On this statement of the law there would seem no doubt of the result which is indicated on this record. DeAngelis and his partnership were clearly and shrewdly acting in their own interest and letting the no longer useful corporation go hang. There is no benefit to the corporation to justify these acts, and liability therefore is tolerably clear on the facts so far disclosed.

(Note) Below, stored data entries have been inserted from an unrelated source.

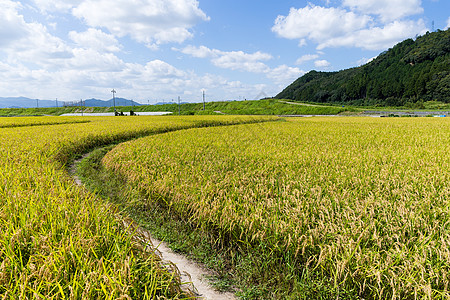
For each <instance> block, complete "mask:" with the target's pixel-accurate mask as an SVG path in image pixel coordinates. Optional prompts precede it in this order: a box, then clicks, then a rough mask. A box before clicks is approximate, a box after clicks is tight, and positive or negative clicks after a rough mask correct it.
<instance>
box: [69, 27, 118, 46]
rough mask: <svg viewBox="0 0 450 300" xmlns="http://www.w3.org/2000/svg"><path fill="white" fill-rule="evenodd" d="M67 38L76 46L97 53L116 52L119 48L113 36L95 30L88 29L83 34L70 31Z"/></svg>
mask: <svg viewBox="0 0 450 300" xmlns="http://www.w3.org/2000/svg"><path fill="white" fill-rule="evenodd" d="M69 37H70V39H71V40H72V41H74V42H75V43H76V44H77V45H78V46H80V47H83V48H90V49H95V50H97V51H106V52H117V51H120V48H121V46H120V45H119V42H118V41H117V39H116V38H115V37H114V36H113V35H111V34H107V33H104V32H103V31H101V30H99V29H95V28H89V29H88V30H87V31H85V32H76V31H70V32H69Z"/></svg>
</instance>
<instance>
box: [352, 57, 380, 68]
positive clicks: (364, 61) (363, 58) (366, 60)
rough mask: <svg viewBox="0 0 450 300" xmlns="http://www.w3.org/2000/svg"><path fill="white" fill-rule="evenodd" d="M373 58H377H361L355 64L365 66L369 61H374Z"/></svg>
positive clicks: (372, 57) (370, 61) (373, 59)
mask: <svg viewBox="0 0 450 300" xmlns="http://www.w3.org/2000/svg"><path fill="white" fill-rule="evenodd" d="M375 58H377V57H376V56H374V57H372V58H365V57H363V58H361V59H360V60H358V61H357V62H356V64H357V65H358V66H362V65H365V64H367V63H369V62H371V61H372V60H374V59H375Z"/></svg>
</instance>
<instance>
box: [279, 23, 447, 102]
mask: <svg viewBox="0 0 450 300" xmlns="http://www.w3.org/2000/svg"><path fill="white" fill-rule="evenodd" d="M276 98H278V99H292V100H295V101H302V102H316V103H342V104H351V105H363V106H366V105H371V106H372V105H380V106H411V107H416V106H418V105H420V104H421V103H423V102H425V101H440V102H444V103H450V29H447V30H445V31H442V30H438V31H437V32H433V33H429V32H427V33H426V34H425V35H423V36H420V37H418V38H417V39H416V40H413V39H407V40H405V41H403V42H401V43H399V44H397V45H396V46H394V47H393V48H391V49H389V50H388V51H385V52H383V53H381V54H380V55H379V56H378V57H377V58H376V59H374V60H372V61H371V62H369V63H367V64H365V65H363V66H361V67H357V68H351V69H347V70H342V71H339V72H317V71H311V72H309V73H307V74H305V75H304V76H302V77H300V78H298V79H297V80H296V81H294V82H293V83H292V84H291V85H289V86H288V87H287V88H285V89H284V90H283V91H282V92H281V93H279V94H278V95H277V96H276Z"/></svg>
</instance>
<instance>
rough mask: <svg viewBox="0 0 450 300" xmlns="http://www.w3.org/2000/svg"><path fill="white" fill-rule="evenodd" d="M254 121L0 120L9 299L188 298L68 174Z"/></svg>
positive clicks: (105, 119)
mask: <svg viewBox="0 0 450 300" xmlns="http://www.w3.org/2000/svg"><path fill="white" fill-rule="evenodd" d="M11 120H13V121H11ZM255 120H256V119H255V118H248V117H239V118H234V117H191V118H187V117H184V118H179V117H136V118H111V117H109V118H108V117H94V118H92V117H91V118H87V117H85V118H73V119H70V118H62V119H58V118H54V117H52V118H44V117H42V118H39V119H38V118H30V119H27V118H18V119H0V295H1V296H2V298H4V299H50V298H51V299H65V298H70V299H97V298H101V299H106V298H107V299H113V298H114V299H115V298H123V299H130V298H133V299H155V298H157V297H161V298H164V297H171V298H182V297H183V293H182V292H181V291H180V287H179V277H178V276H177V274H176V272H175V270H174V269H173V268H170V266H169V267H167V266H165V263H163V262H162V261H161V260H160V258H159V257H158V256H156V255H154V254H153V252H152V249H148V248H147V247H145V245H141V244H140V243H138V242H137V240H136V239H135V237H134V235H133V233H132V231H133V229H132V228H125V227H124V226H123V225H122V223H121V221H120V217H119V215H118V212H114V211H112V208H111V207H109V206H108V205H107V203H105V202H103V201H102V200H100V199H99V198H97V197H95V196H94V195H93V194H91V193H89V192H87V191H86V190H85V189H83V188H81V187H78V186H76V185H75V184H74V183H73V180H72V179H71V178H70V176H69V175H68V173H67V171H66V170H65V168H64V167H65V166H66V165H67V164H68V163H70V162H71V161H72V160H73V158H74V157H75V156H76V155H77V154H81V153H84V152H86V151H88V150H89V149H92V148H93V147H96V146H100V145H106V144H110V143H113V142H117V141H123V140H126V139H131V138H134V137H138V136H142V135H145V134H155V133H160V132H166V131H171V130H177V129H183V128H189V127H195V126H208V125H220V124H228V123H230V124H232V123H239V122H253V121H255ZM259 120H263V118H260V119H259ZM86 121H88V122H86ZM80 122H83V123H80ZM12 125H14V126H12ZM1 127H2V128H1Z"/></svg>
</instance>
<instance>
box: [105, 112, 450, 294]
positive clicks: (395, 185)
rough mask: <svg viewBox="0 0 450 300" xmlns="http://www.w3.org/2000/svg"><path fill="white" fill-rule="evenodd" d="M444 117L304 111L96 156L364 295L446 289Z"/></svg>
mask: <svg viewBox="0 0 450 300" xmlns="http://www.w3.org/2000/svg"><path fill="white" fill-rule="evenodd" d="M449 145H450V121H449V119H443V118H420V119H418V118H414V119H411V118H401V119H388V118H386V119H383V118H377V119H376V118H303V119H293V120H290V121H289V122H276V123H275V122H272V123H262V124H250V125H237V126H231V127H226V128H224V127H217V128H204V129H190V130H186V131H182V132H181V131H180V132H172V133H167V134H163V135H158V136H150V137H147V138H143V139H139V140H135V141H131V142H127V143H124V144H122V145H120V146H118V147H116V148H115V149H113V150H112V151H111V152H110V153H109V154H107V155H106V156H105V158H104V159H103V162H104V164H105V165H106V166H107V167H108V168H110V169H111V170H114V171H116V172H119V173H120V174H121V175H123V176H125V177H126V178H127V179H128V181H129V182H131V184H132V185H133V186H134V187H135V188H137V189H139V190H141V191H145V192H146V193H148V194H150V195H152V194H153V195H155V194H156V195H159V196H160V197H159V198H158V199H160V201H165V204H166V205H168V206H169V207H170V208H171V209H173V210H175V211H177V212H178V213H179V214H182V215H184V216H186V217H189V218H190V220H192V222H194V223H195V224H198V225H202V226H204V227H205V228H213V229H214V230H218V231H220V232H224V233H227V234H229V235H230V236H232V238H233V242H234V243H247V244H248V245H253V244H254V243H255V242H256V243H264V244H265V245H267V249H268V250H267V251H268V252H270V251H275V252H277V251H278V252H283V251H286V253H288V255H291V256H292V257H296V258H300V261H302V262H303V264H302V266H300V267H306V268H308V269H309V270H311V271H314V272H316V274H320V276H325V277H328V278H331V279H332V281H333V282H334V287H335V288H337V289H339V288H350V289H354V288H356V289H357V294H358V295H359V296H360V297H364V298H383V299H385V298H393V299H400V298H423V297H425V298H440V297H442V298H447V297H450V292H449V291H448V289H449V287H448V282H450V274H449V271H450V217H449V216H450V202H449V201H450V185H449V182H450V181H449V180H450V155H449V153H448V151H449V149H450V148H449Z"/></svg>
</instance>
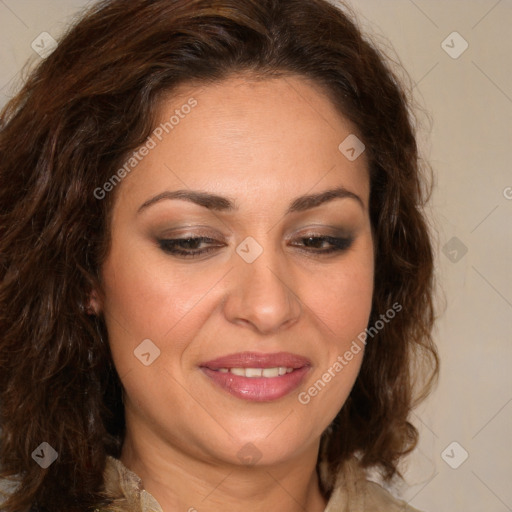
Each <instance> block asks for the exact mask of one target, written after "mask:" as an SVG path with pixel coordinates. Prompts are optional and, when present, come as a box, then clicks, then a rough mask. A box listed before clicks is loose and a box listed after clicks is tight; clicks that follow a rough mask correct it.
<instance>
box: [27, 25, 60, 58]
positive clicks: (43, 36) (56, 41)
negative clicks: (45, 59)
mask: <svg viewBox="0 0 512 512" xmlns="http://www.w3.org/2000/svg"><path fill="white" fill-rule="evenodd" d="M30 46H31V47H32V50H34V51H35V52H36V53H37V54H38V55H39V56H40V57H41V58H42V59H46V57H48V55H50V53H52V52H53V50H55V48H57V41H55V39H54V38H53V37H52V36H51V35H50V34H48V32H41V33H40V34H39V35H38V36H37V37H36V38H35V39H34V40H33V41H32V44H31V45H30Z"/></svg>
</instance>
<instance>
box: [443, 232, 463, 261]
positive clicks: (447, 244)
mask: <svg viewBox="0 0 512 512" xmlns="http://www.w3.org/2000/svg"><path fill="white" fill-rule="evenodd" d="M467 252H468V248H467V247H466V246H465V245H464V244H463V243H462V242H461V241H460V240H459V239H458V238H457V237H456V236H454V237H452V238H450V240H448V242H446V243H445V244H444V246H443V254H444V255H445V256H446V257H447V258H448V259H449V260H450V261H451V262H452V263H458V262H459V261H460V260H461V259H462V258H463V257H464V256H465V255H466V253H467Z"/></svg>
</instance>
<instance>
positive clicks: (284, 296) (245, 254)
mask: <svg viewBox="0 0 512 512" xmlns="http://www.w3.org/2000/svg"><path fill="white" fill-rule="evenodd" d="M248 238H250V237H248ZM269 238H270V237H267V239H266V243H265V245H264V246H262V245H260V244H258V243H257V242H256V241H255V240H254V239H252V240H251V239H249V240H247V239H246V240H245V241H244V242H242V243H241V244H240V245H239V246H238V248H237V251H236V252H237V254H235V255H234V257H236V258H237V259H238V261H237V265H236V267H237V268H236V271H235V272H234V273H233V275H232V281H231V283H232V284H231V286H230V290H229V296H228V297H227V301H226V303H225V313H226V316H227V317H228V319H229V320H230V321H232V322H235V323H250V324H252V326H253V328H255V329H257V330H258V331H261V332H274V331H276V330H278V329H279V328H281V326H283V325H285V324H286V325H290V324H292V323H294V322H295V321H296V320H297V319H298V317H299V316H300V313H301V306H300V302H299V300H298V297H297V296H296V291H295V290H294V287H295V286H294V283H293V282H292V277H293V276H292V272H291V267H290V266H289V265H288V264H287V262H286V261H285V255H283V254H282V253H281V251H280V250H278V249H275V248H274V247H272V246H271V244H270V242H269ZM258 253H259V254H258ZM257 254H258V255H257ZM256 255H257V256H256ZM255 256H256V257H255ZM254 257H255V259H252V258H254Z"/></svg>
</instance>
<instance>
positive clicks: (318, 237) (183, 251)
mask: <svg viewBox="0 0 512 512" xmlns="http://www.w3.org/2000/svg"><path fill="white" fill-rule="evenodd" d="M297 240H299V241H300V242H302V244H300V245H298V244H295V243H292V244H291V245H292V246H296V247H301V250H303V251H305V252H309V253H313V254H317V255H322V254H329V253H333V252H341V251H344V250H346V249H348V248H349V247H350V246H351V245H352V242H353V239H352V238H339V237H333V236H317V235H314V236H313V235H311V236H303V237H300V238H298V239H297ZM203 244H206V245H207V246H206V247H203V248H200V247H201V245H203ZM326 244H327V246H326ZM158 245H159V246H160V248H161V249H162V250H163V251H164V252H166V253H168V254H172V255H174V256H178V257H183V258H197V257H199V256H202V255H204V254H207V253H209V252H211V251H214V250H215V249H217V248H219V247H222V246H223V245H225V244H224V243H222V242H219V241H217V240H215V239H213V238H209V237H204V236H201V237H188V238H173V239H161V240H158Z"/></svg>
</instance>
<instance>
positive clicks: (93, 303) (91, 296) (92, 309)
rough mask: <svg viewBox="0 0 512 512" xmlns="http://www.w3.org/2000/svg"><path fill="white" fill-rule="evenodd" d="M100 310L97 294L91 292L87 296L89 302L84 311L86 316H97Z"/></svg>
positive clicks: (100, 304)
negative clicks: (84, 311) (87, 314)
mask: <svg viewBox="0 0 512 512" xmlns="http://www.w3.org/2000/svg"><path fill="white" fill-rule="evenodd" d="M101 309H102V307H101V301H100V298H99V294H98V292H97V291H96V290H93V291H92V292H91V293H90V294H89V302H88V303H87V307H86V309H85V311H86V313H87V314H88V315H92V316H97V315H99V314H100V313H101Z"/></svg>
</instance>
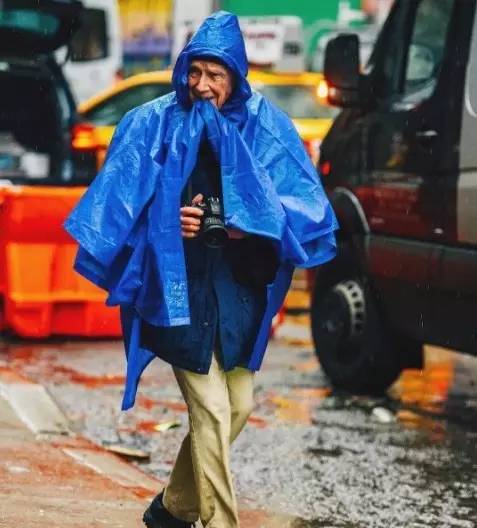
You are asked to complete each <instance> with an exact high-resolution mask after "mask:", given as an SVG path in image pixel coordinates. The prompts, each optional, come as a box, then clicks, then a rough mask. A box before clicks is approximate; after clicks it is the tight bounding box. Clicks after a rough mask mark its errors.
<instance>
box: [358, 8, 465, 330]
mask: <svg viewBox="0 0 477 528" xmlns="http://www.w3.org/2000/svg"><path fill="white" fill-rule="evenodd" d="M455 4H456V2H455V1H454V0H419V1H412V2H411V1H401V2H398V3H397V4H396V5H395V8H394V10H393V12H392V14H391V16H390V18H389V19H388V21H387V23H386V25H385V26H384V28H383V31H382V32H381V34H380V37H379V39H378V42H377V45H376V47H375V50H374V52H373V55H372V57H371V59H370V64H369V67H368V75H369V80H370V82H371V86H372V87H373V91H374V96H375V101H376V103H375V104H376V106H375V108H374V110H373V111H371V112H370V113H368V114H367V115H366V117H365V118H363V119H362V124H361V134H362V140H361V146H362V148H361V162H360V167H361V170H360V172H361V174H360V182H359V184H358V186H357V188H356V189H355V193H356V194H357V195H358V197H359V198H360V199H361V202H362V203H363V204H364V208H365V213H366V216H367V218H368V222H369V225H370V228H371V231H372V233H373V236H372V237H371V239H370V245H369V256H370V266H371V273H372V275H373V277H374V279H375V284H376V287H377V289H378V290H379V289H381V290H382V291H383V293H385V294H384V295H383V296H382V297H383V303H384V306H385V309H386V310H387V311H388V312H389V315H390V319H391V320H393V321H395V322H396V324H397V325H398V326H400V329H401V330H403V331H405V332H406V333H407V334H408V335H413V336H415V337H416V338H417V339H419V340H426V336H427V334H428V333H429V332H430V330H431V328H430V323H431V321H430V320H429V307H430V304H429V303H430V297H429V288H430V283H431V282H432V281H433V274H435V263H434V260H433V259H434V254H433V252H432V244H433V242H434V241H436V240H440V239H443V238H445V236H446V235H447V232H448V231H449V229H450V226H449V225H448V222H447V216H446V214H445V213H444V211H445V208H446V201H447V198H446V196H445V195H444V194H443V192H442V189H443V187H444V186H445V183H444V182H445V178H446V177H447V175H448V172H449V171H450V170H452V168H453V167H454V169H455V163H456V162H455V152H454V151H453V149H452V148H451V145H450V144H449V135H450V131H449V130H448V127H449V120H448V119H447V115H446V114H448V113H452V112H453V109H452V104H451V101H452V95H453V94H452V90H453V89H454V87H453V86H449V83H445V82H443V79H445V78H446V76H448V75H449V71H450V70H451V69H452V60H451V58H450V55H449V49H450V46H451V45H452V42H453V30H452V28H453V19H454V13H455Z"/></svg>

For the sake of completeness I should add a word about the appealability of the order here in issue. The original opinion held an order vacating an attachment to be appealable under Swift & Co. Packers v. Compania Colombiana Del Caribe, S. A., 339 U.S. 684, 70 S.Ct. 861, 94 L.Ed. 1206, 19 A.L.R.2d 630. But that case was in admiralty; further, while the Court speaks of that as a collateral order, it nowhere cites or discusses the amendment to F.R.C.P., rule 54(b), effective in 1948. I prefer to put my vote in favor of appeal-ability here on the operation of that amended rule; while the judge did not make a finding of finality in the very words of the rule, he did so in substantial effect, staying the operation of his order for the very purpose of this appeal. His intent being so clear, it would be bootless to send it back for a better formulation of the appeal formula. While some authorities suggest that so-called “collateral” orders are appealable in any event, see Moore’s Federal Rules 1951, pages 253-255, there is considerable doubt as to what orders fall within this category, sometimes little more lucidly described as “offshoots” of the original case; one may perhaps query whether such direct safeguarding of the remedy as an attachment may not be thought something more than an “offshoot” of the original case.3 At any rate we have treated such orders as within the compass of amended F.R. 54(b). See Lyman v. Remington Rand, 2 Cir., 188 F.2d 306; Phelan v. Middle States Oil Corp., 2 Cir., 203 F.2d 836.
The result is, as stated in the Per Curiam herewith, that the order dissolving the attachment will be reversed, and the attachment will stand.
. Other statements along similar lines appear in Harper, Interference with Contractual Relations, 47 N.W.U.L.Rev. 873; 6 Corbin on Contracts § 1470 (1951); Prosser, Torts 980-982 (1941); 46 Col. L.Rev. 1039. Professor Carpenter’s article, Interference with Contract Relations, 41 Harv.L.Rev. 728, 745-762, first carefully analyzed the issue of justification in terms of internally flexible categories of “privilege” in a statement thus somewhat more complete than the still earlier article, Sayre, Inducing Breach of Contract, 36 Harv.L.Rev. 663.
. “Whether a privilege of invasion exists depends upon whether it is of greater moment to society to protect the defend- . ant in the invading activities than it is to protect and guard the plaintiff’s interest from such invasions. An evaluation and balancing of the social import of the conflicting interests of the respective parties and of the social interests per se are involved.” Carpenter, Interference with Contract Relations, 41 Harv.L.Rev. 728, 745. See also Bohlen, Incomplete Privilege to Inflict Intentional Invasions of Interests of Property and Personality, 39 Harv.L.Rev. 307, 314.
. Indeed, the Swift case suggests, 339 U.S. at page 689, 70 S.Ct. at page 865, that an order upholding an attachment is not collateral.